Time-resolved measurements of OH and HO2 product formation in pulsed-photolytic chlorine atom initiated oxidation of neopentane
Abstract
The time-resolved production of HO2 and OH has been measured in pulsed-photolytic Cl-initiated oxidation of neopentane (2,2-dimethylpropane) between 573 and 750 K. The initial reaction in the oxidation process is the reaction of the neopentyl radical (R), formed by Cl + neopentane, with O2. The neopentylperoxy radical (RO2) formed can then isomerize to a hydroperoxyalkyl radical (QOOH) and dissociate. The production of HO2 in the neopentane oxidation is attributed to secondary reaction of the RO2 or QOOH radicals, since the neopentylperoxy radical cannot form a conjugate alkene + HO2, and formation of 1,1-dimethylcyclopropane + HO2 is energetically inaccessible.

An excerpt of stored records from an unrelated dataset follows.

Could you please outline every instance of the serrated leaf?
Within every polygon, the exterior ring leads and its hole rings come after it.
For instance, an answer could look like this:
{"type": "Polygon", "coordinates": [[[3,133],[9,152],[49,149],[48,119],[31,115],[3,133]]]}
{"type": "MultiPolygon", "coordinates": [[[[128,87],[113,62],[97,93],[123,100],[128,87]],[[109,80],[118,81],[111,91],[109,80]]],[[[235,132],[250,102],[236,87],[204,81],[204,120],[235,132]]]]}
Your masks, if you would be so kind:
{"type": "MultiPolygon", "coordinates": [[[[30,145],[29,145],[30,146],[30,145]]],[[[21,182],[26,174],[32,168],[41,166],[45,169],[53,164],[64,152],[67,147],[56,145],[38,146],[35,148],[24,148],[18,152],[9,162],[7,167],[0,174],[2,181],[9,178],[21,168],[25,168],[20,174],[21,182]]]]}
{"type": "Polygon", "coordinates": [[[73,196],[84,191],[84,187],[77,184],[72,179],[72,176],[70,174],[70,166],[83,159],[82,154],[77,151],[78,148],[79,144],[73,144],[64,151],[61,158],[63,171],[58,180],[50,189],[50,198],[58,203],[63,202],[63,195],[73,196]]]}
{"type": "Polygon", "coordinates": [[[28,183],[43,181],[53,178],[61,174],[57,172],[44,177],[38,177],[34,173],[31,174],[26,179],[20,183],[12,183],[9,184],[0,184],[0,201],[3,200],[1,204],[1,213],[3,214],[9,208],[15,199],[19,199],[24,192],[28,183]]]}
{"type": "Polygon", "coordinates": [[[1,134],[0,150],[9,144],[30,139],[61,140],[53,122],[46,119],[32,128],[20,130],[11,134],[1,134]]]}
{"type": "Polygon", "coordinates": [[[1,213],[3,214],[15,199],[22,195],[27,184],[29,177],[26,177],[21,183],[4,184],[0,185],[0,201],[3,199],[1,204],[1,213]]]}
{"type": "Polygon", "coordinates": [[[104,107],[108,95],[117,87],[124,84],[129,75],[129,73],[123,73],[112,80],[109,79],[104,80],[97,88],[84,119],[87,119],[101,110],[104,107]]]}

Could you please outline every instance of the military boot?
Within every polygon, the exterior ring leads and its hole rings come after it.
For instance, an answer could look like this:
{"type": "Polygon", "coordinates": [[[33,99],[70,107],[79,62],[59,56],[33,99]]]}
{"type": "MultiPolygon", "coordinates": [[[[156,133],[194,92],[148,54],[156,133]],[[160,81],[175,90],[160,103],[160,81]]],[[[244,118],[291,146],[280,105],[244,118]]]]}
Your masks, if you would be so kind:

Significant HO2 formation is measured above 623 K, and the formation of HO2 increases with increasing temperature. The overall amount of HO2 produced increases with increasing O2 at 673 K, consistent with the proposed role for QOOH + O2 in chain branching for this system. A simple kinetic model is constructed based on comparison with previous time-dependent master equation calculations of analogous processes in the reaction of n-propyl with O2. The present experimental results require inclusion of formally direct pathways for several chemical activation reactions, especially direct production of OH from R + O2. Estimation of these direct components by analogy with n-propyl + O2 is reasonably successful. The isomerization from RO2 to QOOH is found to be significantly larger than previously proposed. A possible course towards a generally applicable theoretically-based model for alkyl radical oxidation is suggested.